Paul is writing throughout Galatians and Ephesians about the reality of Christ’s work on the Cross obtaining the gift of being a new creation for us. I feel as though I’m understanding the deeper side of this for the first time. The root of my understanding is coming from the truth that I do not earn this gift. I do not earn or finally become valuable enough that I can now be a new creation. I just haven’t realized how rooted I’ve been in this lie of Satan. There is also another reality I’ve seen this morning I am going to attempt explaining.
Throughout much of my life I struggled with the lie that I was sin. The sexual abuse and dad’s verbal abuse had me believing that my brother’s sexual sin left me as sin. I didn’t commit the sin, I was the sin–I thought. I was a man being used by another man. I didn’t have the value of other men and my dad’s verbal abuse only reinforced what Satan wanted me believing. So, how does one give to Jesus the sin you commit when you are the sin? No matter how many times I gave my sin to Jesus at the alter, at home, wherever I was, I still felt dirty. Coupled with this was the sexual pleasure from healthy sex. I’ve always been easy prey for Satan’s attacks that somehow this is wrong too even though I know it is a lie. Satan would try to tie the stimulation one felt from sexual abuse to the stimulation/pleasure of healthy sex.

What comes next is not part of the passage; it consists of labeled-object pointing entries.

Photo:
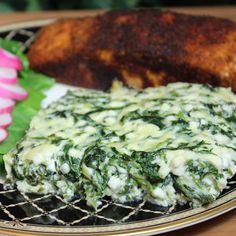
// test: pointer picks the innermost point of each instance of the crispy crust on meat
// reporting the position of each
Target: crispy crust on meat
(140, 47)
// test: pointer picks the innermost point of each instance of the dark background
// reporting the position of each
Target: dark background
(39, 5)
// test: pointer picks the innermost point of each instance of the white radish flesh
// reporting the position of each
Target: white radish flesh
(13, 91)
(8, 75)
(3, 135)
(6, 105)
(5, 120)
(9, 60)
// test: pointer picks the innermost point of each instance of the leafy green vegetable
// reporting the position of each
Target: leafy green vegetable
(35, 84)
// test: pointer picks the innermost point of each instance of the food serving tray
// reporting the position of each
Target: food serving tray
(22, 214)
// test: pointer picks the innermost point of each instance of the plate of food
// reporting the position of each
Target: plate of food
(119, 124)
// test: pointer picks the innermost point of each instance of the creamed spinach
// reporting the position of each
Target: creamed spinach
(168, 145)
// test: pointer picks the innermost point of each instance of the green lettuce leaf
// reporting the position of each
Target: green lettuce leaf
(35, 84)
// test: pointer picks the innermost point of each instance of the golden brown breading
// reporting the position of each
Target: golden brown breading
(140, 47)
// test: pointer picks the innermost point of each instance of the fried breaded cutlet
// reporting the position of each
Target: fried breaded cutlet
(142, 48)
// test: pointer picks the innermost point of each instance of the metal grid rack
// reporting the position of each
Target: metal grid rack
(19, 209)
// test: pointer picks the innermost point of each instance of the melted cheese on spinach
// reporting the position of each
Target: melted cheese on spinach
(168, 145)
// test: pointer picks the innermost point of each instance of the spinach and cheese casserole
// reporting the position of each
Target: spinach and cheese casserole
(167, 145)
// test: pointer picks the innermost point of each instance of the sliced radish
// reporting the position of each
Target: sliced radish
(3, 134)
(13, 91)
(6, 105)
(8, 75)
(5, 120)
(9, 60)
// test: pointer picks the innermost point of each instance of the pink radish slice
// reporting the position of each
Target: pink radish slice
(6, 105)
(5, 120)
(8, 75)
(13, 91)
(9, 60)
(3, 134)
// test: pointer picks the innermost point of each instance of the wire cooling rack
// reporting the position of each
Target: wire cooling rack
(19, 210)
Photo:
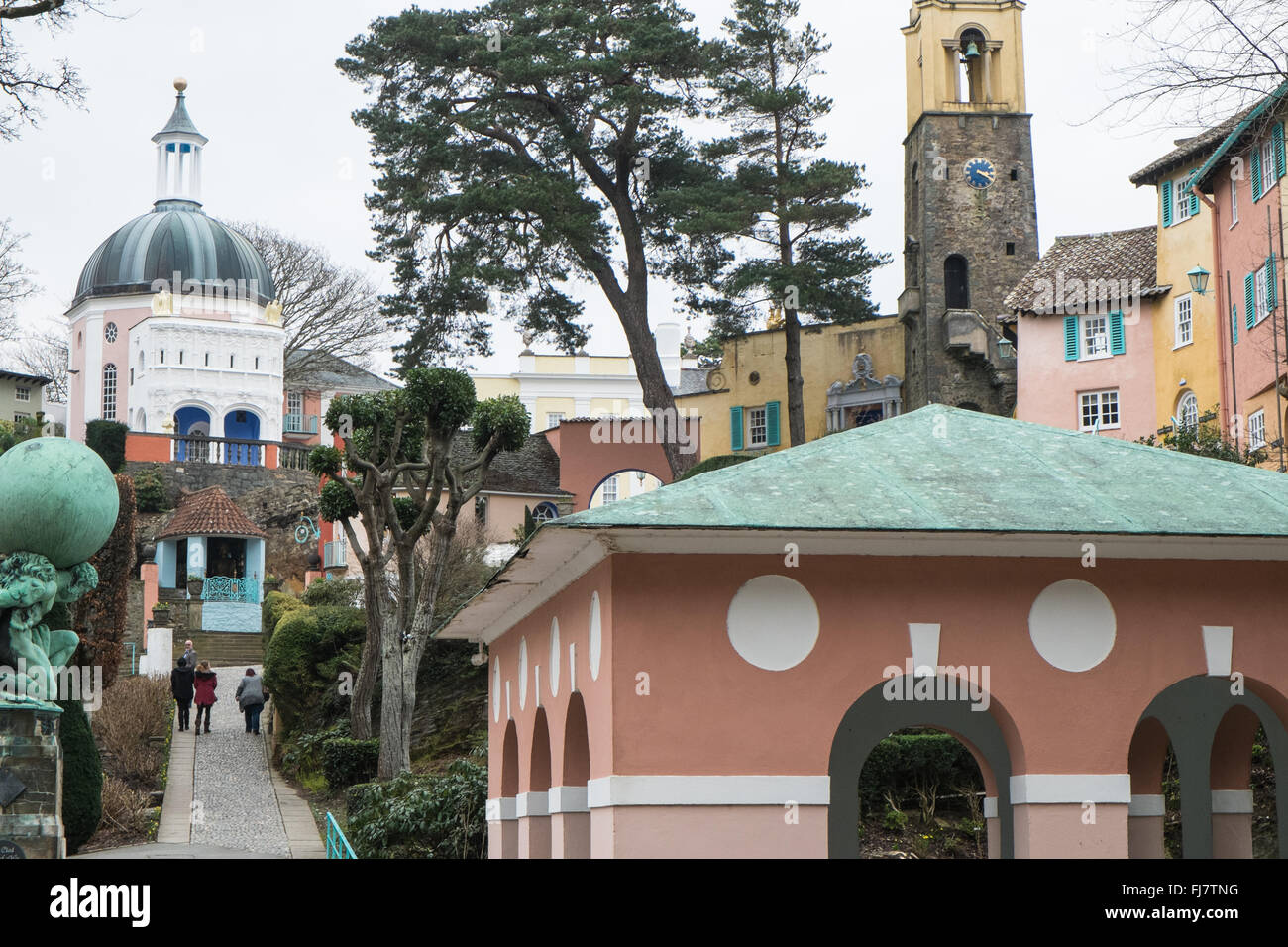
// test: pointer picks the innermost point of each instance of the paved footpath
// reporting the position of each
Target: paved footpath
(223, 799)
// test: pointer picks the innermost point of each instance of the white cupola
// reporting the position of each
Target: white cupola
(179, 155)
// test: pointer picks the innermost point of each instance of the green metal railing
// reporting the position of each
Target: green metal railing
(336, 845)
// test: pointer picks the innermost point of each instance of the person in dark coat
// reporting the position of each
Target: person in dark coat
(250, 697)
(205, 682)
(180, 685)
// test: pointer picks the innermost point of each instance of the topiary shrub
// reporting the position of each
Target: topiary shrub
(82, 777)
(421, 815)
(107, 440)
(349, 762)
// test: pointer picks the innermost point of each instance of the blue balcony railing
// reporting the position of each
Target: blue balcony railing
(230, 589)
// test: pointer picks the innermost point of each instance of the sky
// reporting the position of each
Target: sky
(283, 150)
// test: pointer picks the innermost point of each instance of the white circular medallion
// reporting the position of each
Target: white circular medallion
(523, 673)
(596, 637)
(1072, 625)
(554, 657)
(773, 622)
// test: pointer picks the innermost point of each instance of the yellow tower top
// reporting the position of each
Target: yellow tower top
(965, 55)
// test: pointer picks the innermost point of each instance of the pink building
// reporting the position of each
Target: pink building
(1083, 330)
(702, 671)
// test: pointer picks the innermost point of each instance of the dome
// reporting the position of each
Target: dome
(175, 237)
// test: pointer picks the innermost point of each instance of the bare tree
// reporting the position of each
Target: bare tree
(47, 355)
(1192, 62)
(25, 85)
(326, 309)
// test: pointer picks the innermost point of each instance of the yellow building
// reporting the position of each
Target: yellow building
(1188, 350)
(853, 376)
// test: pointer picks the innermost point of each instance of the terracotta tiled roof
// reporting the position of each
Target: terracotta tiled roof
(209, 513)
(1108, 265)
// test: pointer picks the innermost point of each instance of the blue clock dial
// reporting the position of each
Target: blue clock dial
(980, 172)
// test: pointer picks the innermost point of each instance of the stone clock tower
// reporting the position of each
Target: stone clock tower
(970, 208)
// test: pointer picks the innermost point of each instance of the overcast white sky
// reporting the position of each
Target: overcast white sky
(263, 86)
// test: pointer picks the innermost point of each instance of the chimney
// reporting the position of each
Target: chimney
(668, 338)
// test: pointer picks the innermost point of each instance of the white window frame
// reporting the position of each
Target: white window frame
(1186, 305)
(1085, 325)
(1100, 403)
(1181, 202)
(1257, 429)
(758, 418)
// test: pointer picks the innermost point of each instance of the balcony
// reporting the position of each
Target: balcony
(300, 424)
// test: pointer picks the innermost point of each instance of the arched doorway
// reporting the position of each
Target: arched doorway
(875, 716)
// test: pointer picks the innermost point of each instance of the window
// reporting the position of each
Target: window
(108, 392)
(1095, 337)
(1098, 410)
(1257, 431)
(1184, 321)
(758, 428)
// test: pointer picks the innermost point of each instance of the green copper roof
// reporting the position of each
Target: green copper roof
(948, 470)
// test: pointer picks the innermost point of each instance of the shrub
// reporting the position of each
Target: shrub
(346, 592)
(134, 711)
(349, 762)
(421, 815)
(107, 440)
(150, 489)
(82, 777)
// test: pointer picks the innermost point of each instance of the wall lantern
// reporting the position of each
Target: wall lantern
(1198, 279)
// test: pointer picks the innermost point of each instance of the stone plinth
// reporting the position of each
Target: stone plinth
(31, 783)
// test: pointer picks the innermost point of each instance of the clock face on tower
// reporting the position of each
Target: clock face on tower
(980, 172)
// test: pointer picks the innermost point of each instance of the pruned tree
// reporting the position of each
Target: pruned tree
(327, 309)
(397, 476)
(24, 85)
(798, 210)
(47, 355)
(523, 145)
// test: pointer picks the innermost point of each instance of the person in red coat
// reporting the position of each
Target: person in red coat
(205, 681)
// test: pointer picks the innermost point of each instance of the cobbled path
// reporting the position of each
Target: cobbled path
(233, 800)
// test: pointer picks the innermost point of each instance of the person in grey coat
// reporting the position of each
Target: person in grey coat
(250, 698)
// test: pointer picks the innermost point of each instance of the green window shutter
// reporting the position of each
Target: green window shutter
(1117, 341)
(1070, 338)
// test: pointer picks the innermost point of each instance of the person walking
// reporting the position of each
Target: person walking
(205, 682)
(250, 698)
(180, 685)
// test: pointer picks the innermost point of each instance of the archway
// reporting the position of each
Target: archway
(875, 716)
(1209, 742)
(571, 827)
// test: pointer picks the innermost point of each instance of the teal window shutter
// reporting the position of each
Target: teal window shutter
(1117, 341)
(772, 424)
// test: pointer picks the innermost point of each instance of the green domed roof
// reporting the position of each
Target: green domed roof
(175, 237)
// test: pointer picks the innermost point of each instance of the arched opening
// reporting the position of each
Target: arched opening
(535, 813)
(921, 791)
(939, 702)
(571, 826)
(956, 282)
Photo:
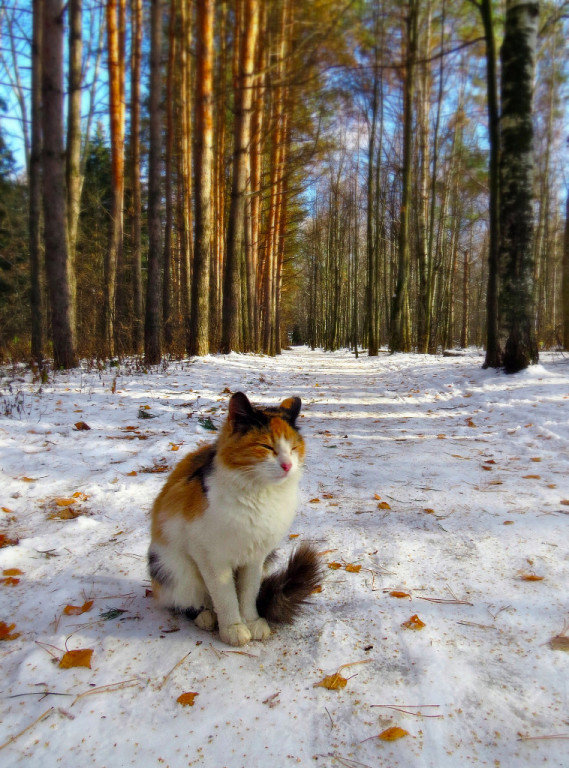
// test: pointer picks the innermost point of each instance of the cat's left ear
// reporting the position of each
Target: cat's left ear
(292, 407)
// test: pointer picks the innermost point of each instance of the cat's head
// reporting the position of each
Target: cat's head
(262, 442)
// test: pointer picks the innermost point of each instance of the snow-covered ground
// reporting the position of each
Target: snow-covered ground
(439, 479)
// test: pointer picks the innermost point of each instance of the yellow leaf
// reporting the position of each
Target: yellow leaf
(332, 682)
(77, 610)
(187, 699)
(79, 658)
(65, 502)
(393, 733)
(6, 631)
(413, 623)
(531, 577)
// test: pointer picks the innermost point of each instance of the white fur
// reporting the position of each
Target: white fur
(248, 512)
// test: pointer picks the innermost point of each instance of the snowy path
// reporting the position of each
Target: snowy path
(440, 480)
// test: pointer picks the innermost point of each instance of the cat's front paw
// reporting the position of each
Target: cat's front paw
(206, 619)
(235, 634)
(259, 629)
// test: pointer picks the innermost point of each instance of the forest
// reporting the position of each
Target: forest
(185, 177)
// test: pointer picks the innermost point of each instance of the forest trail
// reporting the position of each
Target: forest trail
(425, 475)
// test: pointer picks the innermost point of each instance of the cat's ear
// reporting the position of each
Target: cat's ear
(241, 412)
(292, 407)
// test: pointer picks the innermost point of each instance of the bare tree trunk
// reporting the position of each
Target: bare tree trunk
(36, 187)
(153, 319)
(73, 156)
(55, 222)
(136, 37)
(516, 300)
(400, 330)
(203, 170)
(242, 138)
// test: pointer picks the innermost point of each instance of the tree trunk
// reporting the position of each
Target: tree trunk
(73, 156)
(55, 222)
(493, 350)
(136, 36)
(36, 187)
(153, 318)
(400, 330)
(203, 171)
(516, 300)
(241, 139)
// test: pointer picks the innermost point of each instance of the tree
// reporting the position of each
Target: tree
(153, 319)
(516, 299)
(55, 222)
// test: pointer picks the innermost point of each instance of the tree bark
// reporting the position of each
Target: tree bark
(153, 318)
(516, 300)
(35, 200)
(203, 171)
(400, 330)
(55, 221)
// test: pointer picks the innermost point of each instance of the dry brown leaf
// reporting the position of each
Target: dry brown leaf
(6, 631)
(332, 682)
(413, 623)
(77, 610)
(393, 733)
(531, 577)
(61, 502)
(559, 643)
(9, 581)
(187, 699)
(78, 658)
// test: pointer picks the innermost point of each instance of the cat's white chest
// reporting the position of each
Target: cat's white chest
(246, 522)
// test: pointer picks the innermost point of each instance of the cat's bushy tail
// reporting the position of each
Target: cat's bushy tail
(284, 593)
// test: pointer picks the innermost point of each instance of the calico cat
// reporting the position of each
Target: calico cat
(217, 519)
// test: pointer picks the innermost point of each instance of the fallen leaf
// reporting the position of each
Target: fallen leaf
(9, 581)
(187, 699)
(61, 502)
(393, 733)
(332, 682)
(6, 631)
(559, 643)
(78, 658)
(77, 610)
(531, 577)
(413, 623)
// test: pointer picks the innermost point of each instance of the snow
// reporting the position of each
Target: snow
(415, 431)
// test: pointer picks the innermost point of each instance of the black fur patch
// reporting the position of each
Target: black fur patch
(158, 572)
(202, 472)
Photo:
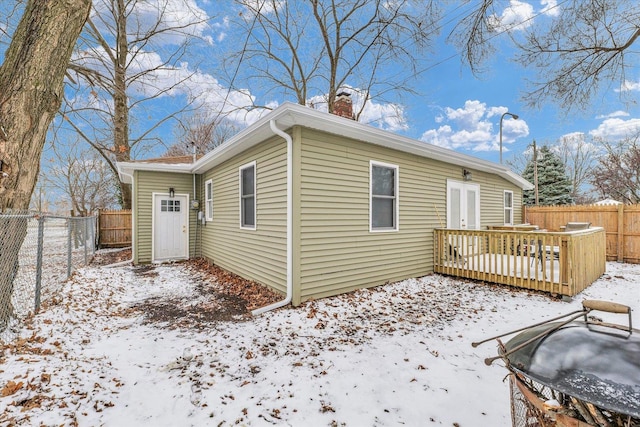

This morning Jesus helped me see my brother’s sin having been taken to the Cross by Him. He then helped me see that my sin was given to him by me at the Cross so He could do the same with my sin as He did with my brother’s. They are very separate actions. The emotional separation of these is now clear. Somehow, writing this seems raw, but important. I pray it is not offensive to any reader, but it will help others who might struggle with this lie as I have.